In 2012, Twisted Dreams was made a reality with thanks in part to a successful Kickstarter; it’s that game I’m reviewing today, including various extra bits that either came out for Twisted Dreams post-release or was specially added for the Switch “Owltimate” edition.
The play style, if you’re not familiar with it, has extended far beyond its humble Mario-clone roots. At its heart, it is still a 2D side-scrolling platformer, but where Mario adds more bling and level-design tricks to keep things fresh, the Giana Sisters have gone for complexity instead. Here, you have a hover move, an attack, can bounce around like a loon on walls, and smash through scenery to find your way through the puzzle-lite levels. Not to mention the fact that, at the press of the button, you can twist the dream world between light and dark modes, opening and closing paths as you do do, as well as revealing or concealing collectibles.

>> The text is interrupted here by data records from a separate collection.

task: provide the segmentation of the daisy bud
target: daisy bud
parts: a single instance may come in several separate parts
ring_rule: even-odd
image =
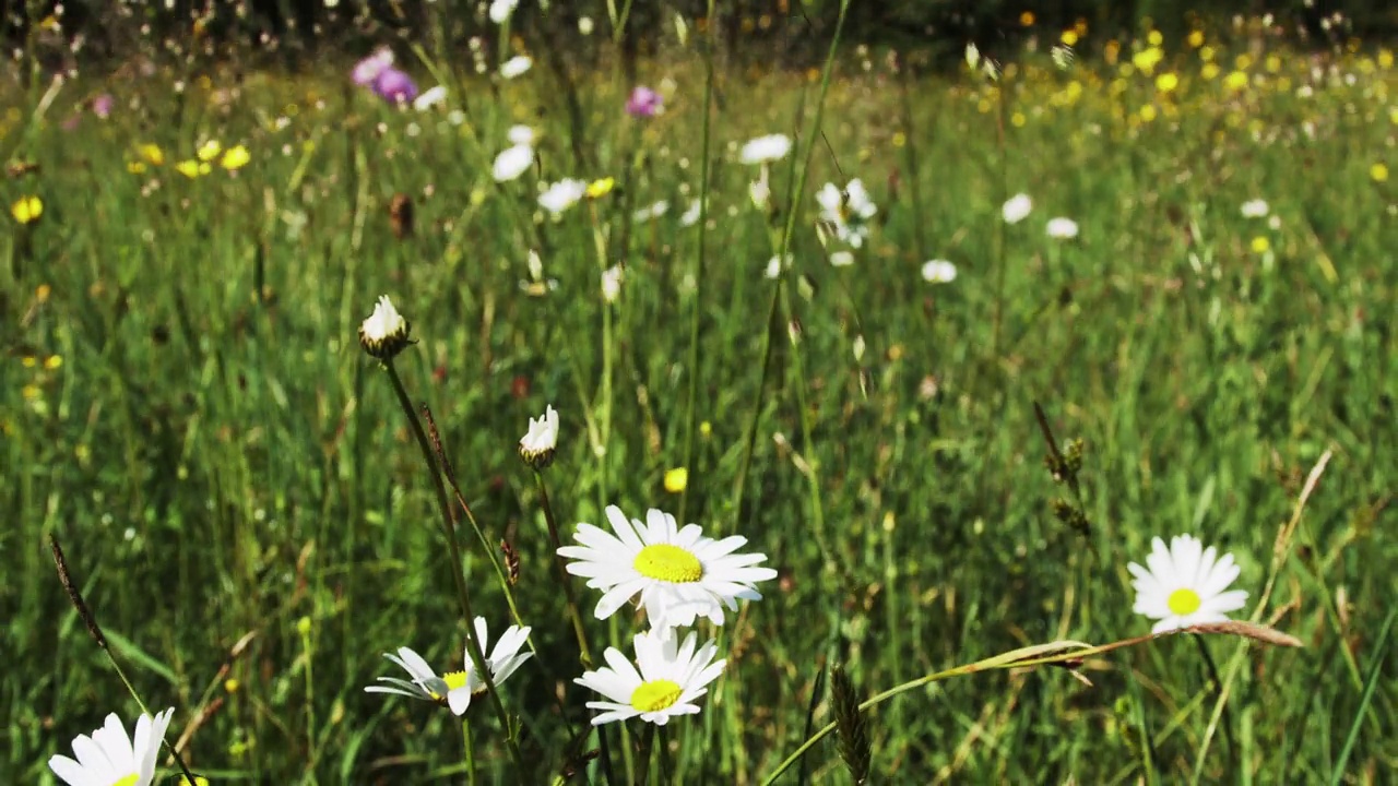
[[[535,471],[554,463],[558,446],[558,410],[549,404],[538,418],[528,420],[528,432],[520,439],[520,459]]]
[[[403,319],[387,295],[379,298],[373,313],[359,326],[359,345],[369,357],[383,362],[391,361],[398,352],[412,344],[411,326]]]

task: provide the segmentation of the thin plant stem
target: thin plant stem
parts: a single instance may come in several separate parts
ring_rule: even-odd
[[[442,467],[438,464],[436,455],[432,452],[432,443],[428,441],[426,431],[422,429],[422,422],[418,421],[418,415],[412,408],[412,401],[408,400],[408,392],[403,386],[403,379],[398,376],[398,369],[393,365],[393,359],[384,361],[383,368],[389,372],[389,380],[393,383],[393,392],[397,394],[398,406],[403,407],[403,414],[408,417],[408,424],[412,427],[412,435],[418,441],[418,448],[422,450],[422,459],[428,463],[428,470],[432,476],[432,487],[433,491],[436,491],[438,508],[442,515],[442,534],[446,536],[447,551],[452,557],[452,579],[456,582],[456,594],[461,603],[461,614],[466,615],[466,653],[471,659],[471,666],[475,667],[475,673],[480,674],[481,681],[485,683],[485,691],[491,696],[491,706],[495,708],[495,715],[499,717],[500,727],[505,730],[505,743],[510,751],[514,772],[519,780],[523,780],[524,759],[520,757],[519,743],[516,743],[514,734],[510,731],[510,716],[505,710],[505,702],[500,699],[499,691],[495,689],[495,677],[491,674],[491,670],[485,663],[485,655],[481,652],[481,642],[475,641],[475,614],[471,611],[471,596],[466,589],[461,545],[456,541],[456,531],[452,526],[452,505],[446,498],[446,484],[442,481]],[[470,510],[467,512],[467,516],[470,517]]]
[[[63,557],[63,545],[53,533],[49,533],[49,550],[53,552],[53,565],[59,572],[59,583],[62,583],[63,590],[69,593],[69,600],[73,603],[73,608],[78,613],[78,617],[81,617],[82,622],[87,625],[88,634],[92,635],[92,641],[96,642],[98,649],[101,649],[102,655],[106,656],[106,662],[112,664],[112,670],[116,671],[116,677],[123,685],[126,685],[126,692],[136,699],[136,706],[141,708],[143,715],[154,717],[155,713],[152,713],[145,706],[145,702],[141,701],[141,695],[136,692],[136,685],[133,685],[131,680],[126,677],[126,671],[122,670],[122,664],[116,660],[116,656],[112,655],[112,649],[106,646],[106,636],[102,635],[102,627],[96,624],[96,617],[82,599],[82,590],[80,590],[78,585],[73,580],[73,575],[69,572],[69,561]],[[185,757],[179,754],[179,750],[175,745],[165,740],[164,734],[161,736],[161,741],[165,743],[166,748],[169,748],[171,757],[173,757],[175,764],[179,765],[180,773],[190,783],[194,783],[194,773],[192,773],[189,771],[189,765],[185,764]]]
[[[640,747],[636,751],[636,778],[632,780],[636,786],[646,786],[646,780],[650,778],[650,758],[654,754],[654,747],[656,724],[646,723],[646,730],[640,733]]]
[[[1204,659],[1204,667],[1208,669],[1209,671],[1209,687],[1212,688],[1209,692],[1213,694],[1215,699],[1222,701],[1223,678],[1219,677],[1219,667],[1218,663],[1215,663],[1213,660],[1213,653],[1209,652],[1208,642],[1205,642],[1204,636],[1198,634],[1192,634],[1190,635],[1190,638],[1194,639],[1195,645],[1198,645],[1199,656]],[[1223,706],[1223,720],[1222,720],[1223,738],[1227,741],[1229,761],[1232,762],[1229,766],[1229,772],[1241,772],[1237,765],[1237,741],[1233,740],[1233,715],[1229,712],[1227,703],[1223,703],[1222,706]]]
[[[583,669],[593,667],[593,655],[587,648],[587,629],[583,627],[583,615],[577,610],[577,596],[573,594],[573,582],[569,580],[568,566],[558,550],[563,547],[558,537],[558,520],[554,517],[554,505],[548,501],[548,487],[544,484],[544,473],[534,470],[534,481],[538,484],[540,503],[544,506],[544,522],[548,523],[548,540],[554,550],[554,566],[558,568],[558,582],[563,586],[563,597],[568,601],[568,615],[573,622],[573,634],[577,636],[577,653],[583,659]]]
[[[471,744],[471,722],[461,716],[461,743],[466,745],[466,782],[475,786],[475,745]]]
[[[699,323],[703,315],[703,292],[705,292],[705,252],[707,250],[709,241],[709,147],[712,137],[712,119],[713,119],[713,48],[714,48],[714,8],[713,1],[709,0],[709,22],[706,29],[709,31],[709,42],[703,46],[703,130],[702,130],[702,145],[699,152],[699,243],[695,252],[695,291],[693,291],[693,310],[689,312],[689,362],[685,369],[689,373],[689,396],[685,404],[685,446],[684,446],[684,467],[689,476],[695,476],[695,420],[698,413],[699,401]],[[689,508],[689,483],[685,483],[684,491],[679,494],[679,523],[685,523],[689,519],[685,517]]]

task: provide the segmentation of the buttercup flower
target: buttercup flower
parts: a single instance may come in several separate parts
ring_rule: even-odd
[[[75,761],[56,755],[49,759],[49,769],[69,786],[150,786],[172,715],[175,708],[157,712],[154,719],[141,713],[131,740],[113,712],[91,737],[78,734],[73,740]]]
[[[500,151],[495,157],[495,164],[491,166],[491,173],[495,176],[496,183],[507,183],[534,165],[534,148],[527,144],[516,144]]]
[[[636,666],[617,648],[607,648],[605,667],[573,680],[608,699],[587,702],[587,709],[604,710],[593,717],[593,726],[629,717],[664,726],[671,717],[698,713],[695,702],[709,692],[709,684],[719,678],[726,662],[714,660],[719,655],[714,642],[698,652],[695,643],[693,631],[684,643],[678,643],[674,631],[636,634],[632,639]]]
[[[1158,620],[1153,634],[1188,628],[1204,622],[1225,622],[1229,611],[1247,603],[1243,590],[1227,590],[1237,579],[1239,566],[1232,554],[1216,558],[1213,547],[1204,548],[1198,538],[1187,534],[1170,538],[1165,547],[1160,538],[1151,540],[1151,555],[1142,568],[1127,565],[1135,579],[1137,614]]]
[[[389,295],[379,298],[373,306],[373,313],[359,326],[359,345],[369,357],[380,361],[391,361],[398,352],[412,344],[412,327],[407,319],[393,308]]]
[[[1071,241],[1078,236],[1078,222],[1072,218],[1050,218],[1046,227],[1048,236],[1055,241]]]
[[[521,77],[524,76],[524,71],[528,71],[533,64],[534,60],[530,60],[527,56],[516,55],[514,57],[510,57],[509,60],[500,64],[500,76],[507,80],[513,80],[514,77]]]
[[[923,281],[928,284],[949,284],[956,280],[956,266],[945,259],[923,263]]]
[[[723,608],[738,608],[738,600],[761,600],[754,583],[774,579],[772,568],[756,568],[765,554],[738,554],[748,543],[741,536],[723,540],[705,537],[699,524],[675,524],[675,517],[651,508],[646,522],[629,520],[621,508],[610,505],[607,520],[617,533],[593,524],[577,524],[580,545],[565,545],[559,557],[573,559],[568,572],[603,590],[596,615],[605,620],[636,594],[653,628],[693,625],[703,617],[723,624]]]
[[[821,218],[835,227],[840,241],[854,248],[864,245],[864,238],[870,234],[870,218],[874,218],[878,207],[863,180],[856,178],[843,190],[835,183],[826,183],[815,194],[815,201],[821,204]]]
[[[664,110],[665,101],[649,87],[637,85],[626,98],[626,113],[632,117],[654,117]]]
[[[1015,194],[1000,208],[1000,214],[1005,218],[1007,224],[1019,224],[1029,215],[1032,208],[1033,203],[1029,200],[1029,194]]]
[[[43,215],[43,200],[36,196],[20,197],[10,206],[10,215],[20,224],[34,224]]]
[[[554,463],[558,446],[558,410],[549,404],[537,420],[528,420],[528,432],[520,439],[520,459],[535,470]]]
[[[232,172],[233,169],[246,166],[252,159],[253,157],[247,152],[247,148],[239,144],[224,151],[224,157],[218,161],[218,165]]]
[[[768,134],[748,140],[738,152],[738,161],[744,164],[772,164],[781,161],[791,152],[791,137],[786,134]]]
[[[533,657],[534,653],[531,652],[520,652],[520,648],[528,639],[530,629],[527,625],[524,628],[510,625],[505,629],[500,641],[495,642],[495,649],[485,659],[485,667],[491,670],[491,680],[496,685],[507,680],[526,660]],[[481,645],[482,653],[487,652],[485,646],[488,641],[485,618],[477,617],[475,643]],[[438,676],[428,666],[428,662],[422,660],[421,655],[405,646],[398,648],[398,655],[384,653],[384,657],[401,666],[412,680],[379,677],[379,681],[387,683],[387,685],[368,685],[363,689],[366,694],[393,694],[408,696],[410,699],[429,701],[447,706],[453,715],[460,716],[466,715],[474,696],[485,692],[485,680],[477,673],[475,664],[471,663],[471,656],[466,656],[466,670],[449,671],[442,676]]]

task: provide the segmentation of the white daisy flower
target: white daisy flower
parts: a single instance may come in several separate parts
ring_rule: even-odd
[[[436,85],[432,90],[424,91],[422,95],[412,99],[412,108],[418,112],[426,112],[429,109],[436,109],[446,103],[446,88]]]
[[[744,164],[772,164],[781,161],[791,152],[791,137],[786,134],[768,134],[748,140],[738,151],[738,161]]]
[[[699,222],[699,213],[700,213],[699,200],[691,200],[689,208],[685,210],[682,214],[679,214],[679,225],[693,227],[695,224]]]
[[[491,166],[491,175],[495,176],[496,183],[507,183],[534,165],[534,148],[527,144],[516,144],[500,151],[495,157],[495,165]]]
[[[1033,203],[1029,200],[1029,194],[1015,194],[1005,200],[1005,204],[1000,208],[1000,214],[1005,218],[1007,224],[1019,224],[1029,215],[1033,208]]]
[[[835,227],[840,241],[854,248],[864,245],[864,238],[870,234],[870,218],[874,218],[878,207],[863,180],[856,178],[843,190],[835,183],[826,183],[815,194],[815,201],[821,204],[821,220]]]
[[[923,281],[928,284],[951,284],[956,280],[956,266],[945,259],[932,259],[923,263]]]
[[[762,271],[762,274],[768,278],[781,278],[781,273],[791,269],[791,255],[786,255],[784,262],[781,257],[773,256],[768,260],[768,267]]]
[[[772,568],[755,568],[766,554],[737,554],[748,543],[742,536],[705,537],[699,524],[682,529],[675,517],[651,508],[646,522],[626,519],[621,508],[607,506],[615,536],[593,524],[577,524],[573,536],[582,545],[565,545],[559,557],[573,559],[568,572],[603,590],[596,615],[605,620],[637,593],[653,628],[693,625],[705,617],[723,624],[723,608],[737,611],[738,600],[762,600],[755,582],[774,579]]]
[[[528,432],[520,438],[520,457],[535,470],[542,470],[554,462],[556,446],[558,410],[549,404],[537,420],[528,420]]]
[[[607,648],[607,666],[587,671],[573,683],[597,691],[608,701],[587,702],[587,709],[601,709],[593,726],[640,717],[664,726],[671,717],[696,715],[695,702],[709,692],[707,685],[723,673],[723,660],[714,660],[719,646],[707,642],[695,652],[695,632],[678,643],[674,631],[650,629],[636,634],[636,666],[617,648]],[[640,667],[639,671],[636,667]]]
[[[614,264],[603,270],[603,299],[615,303],[621,296],[621,266]]]
[[[383,295],[375,303],[373,313],[359,324],[359,345],[370,357],[387,361],[412,343],[408,336],[411,330],[408,320],[393,308],[393,301]]]
[[[141,713],[136,720],[136,738],[126,736],[126,727],[116,713],[92,736],[78,734],[73,740],[77,759],[56,755],[49,759],[53,771],[69,786],[150,786],[155,778],[155,757],[161,752],[165,729],[175,708],[157,712],[155,717]]]
[[[772,207],[772,185],[768,182],[768,165],[762,165],[762,176],[748,183],[748,196],[752,207],[766,213]]]
[[[524,76],[524,71],[528,71],[531,66],[534,66],[534,60],[527,55],[516,55],[500,64],[500,76],[513,80]]]
[[[1243,218],[1262,218],[1271,211],[1265,199],[1250,199],[1243,203]]]
[[[505,629],[500,641],[495,642],[495,649],[485,659],[485,664],[491,670],[491,680],[496,685],[507,680],[520,664],[533,657],[534,653],[531,652],[520,652],[524,641],[528,639],[528,632],[530,628],[527,625],[524,628],[510,625]],[[489,641],[485,634],[485,618],[477,617],[475,642],[481,645],[482,653]],[[398,648],[397,656],[386,653],[384,657],[401,666],[412,680],[379,677],[380,683],[387,683],[389,685],[368,685],[363,689],[366,694],[394,694],[412,699],[424,699],[447,706],[454,715],[466,715],[467,708],[471,706],[471,698],[485,692],[485,680],[475,671],[470,655],[466,656],[464,671],[450,671],[442,676],[438,676],[428,666],[428,662],[422,660],[421,655],[405,646]]]
[[[670,203],[667,200],[660,200],[646,207],[642,207],[636,213],[632,213],[630,220],[635,221],[636,224],[644,224],[646,221],[654,221],[656,218],[660,218],[668,210],[670,210]]]
[[[503,25],[505,20],[510,18],[514,8],[520,4],[520,0],[493,0],[491,3],[491,21]]]
[[[584,180],[565,178],[544,189],[544,193],[538,194],[538,204],[554,218],[558,218],[565,210],[577,204],[586,193],[587,183]]]
[[[1055,241],[1071,241],[1078,236],[1078,222],[1072,218],[1050,218],[1047,227],[1044,228],[1048,236]]]
[[[1152,538],[1151,555],[1145,559],[1148,568],[1135,562],[1127,565],[1135,576],[1131,582],[1137,590],[1132,610],[1158,620],[1151,632],[1225,622],[1229,611],[1243,608],[1247,592],[1223,592],[1237,579],[1240,569],[1232,554],[1216,555],[1212,545],[1204,548],[1198,538],[1181,534],[1170,538],[1169,548],[1160,538]]]
[[[534,145],[534,129],[528,126],[510,126],[510,130],[505,131],[505,138],[510,140],[510,144],[523,144],[526,147]]]

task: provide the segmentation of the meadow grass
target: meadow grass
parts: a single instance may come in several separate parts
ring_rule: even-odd
[[[1086,659],[1090,687],[1029,669],[918,687],[864,717],[872,782],[1385,782],[1398,71],[1384,50],[1206,45],[1166,42],[1151,73],[1124,69],[1145,38],[1067,70],[1022,52],[998,80],[850,49],[823,95],[818,73],[719,69],[712,124],[705,60],[677,49],[642,64],[657,117],[624,113],[615,73],[580,81],[583,161],[542,63],[446,76],[432,112],[347,87],[347,63],[77,81],[48,106],[48,84],[13,91],[0,150],[39,168],[0,194],[43,211],[0,236],[0,771],[45,782],[73,736],[134,716],[55,578],[56,534],[138,695],[176,706],[171,741],[194,726],[194,771],[463,778],[450,713],[363,692],[398,646],[459,663],[466,629],[422,456],[356,340],[387,294],[419,340],[396,362],[412,403],[485,543],[519,555],[537,656],[502,698],[531,782],[586,723],[542,487],[516,453],[545,404],[565,540],[607,505],[656,506],[747,536],[780,571],[719,632],[728,667],[703,712],[660,734],[665,782],[759,783],[851,691],[1145,634],[1125,566],[1179,533],[1236,557],[1240,618],[1306,646],[1172,636]],[[112,116],[81,112],[102,91]],[[516,123],[540,136],[538,171],[495,183]],[[770,169],[772,213],[735,161],[768,133],[797,140]],[[208,140],[250,161],[179,173]],[[706,165],[700,235],[682,214]],[[563,176],[618,187],[552,221],[533,183]],[[812,196],[850,178],[878,214],[836,267]],[[1033,208],[1008,224],[1021,192]],[[397,194],[415,208],[401,239]],[[1267,215],[1244,217],[1257,199]],[[630,220],[657,200],[664,215]],[[1046,236],[1060,215],[1076,239]],[[779,284],[763,271],[784,243]],[[924,281],[931,259],[956,278]],[[1076,494],[1046,469],[1036,403],[1057,448],[1082,441]],[[475,613],[499,631],[502,585],[460,531]],[[629,614],[597,621],[575,589],[594,649],[629,641]],[[489,702],[466,726],[480,776],[510,778]],[[608,751],[618,782],[637,778],[629,740],[612,730]],[[830,737],[784,782],[844,766]]]

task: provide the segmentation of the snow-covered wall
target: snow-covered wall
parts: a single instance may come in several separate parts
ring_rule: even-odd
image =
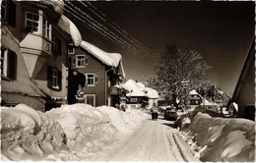
[[[66,149],[60,124],[25,104],[1,107],[1,154],[7,159],[40,160]]]
[[[254,161],[253,121],[198,112],[182,116],[180,122],[181,136],[199,151],[201,161]]]
[[[1,109],[2,161],[90,161],[149,118],[140,110],[86,104],[46,113],[25,104]]]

The interaction trick is a neat one, although you’ll likely (if you’re anything like me - which you might not be) find yourself doing the wrong thing in a pinch or failing to execute the dream-twisting mid-jump, which is necessary on some later levels if you want to truly ace them. The one thing which struck me as slightly odd about the whole affair was the need to have the hover control on a different button to the jump; it’s certainly not the way some other games in the genre do it, and it took some adjusting to.
Level designs are mostly amazing, with rich, complex environments to explore. If you go poking around you might, for example, find a whole (and massive) underwater area that you’d completely missed whilst galavanting on the land above it. There are loads of secrets to find and so many things to pick up that you’ll be getting a minor endorphin hit every few milliseconds, which is deeply satisfying and quite addictive.
The only annoying thing I found in the levels themselves is that sometimes it’s not obvious where backdrops end and pointy, you-really-don’t-want-to-touch-them things begin. Fortunately, you can handle one small prick (quiet in the cheap seats) and losing a life isn’t massively impactful unless you’re chasing a perfect score.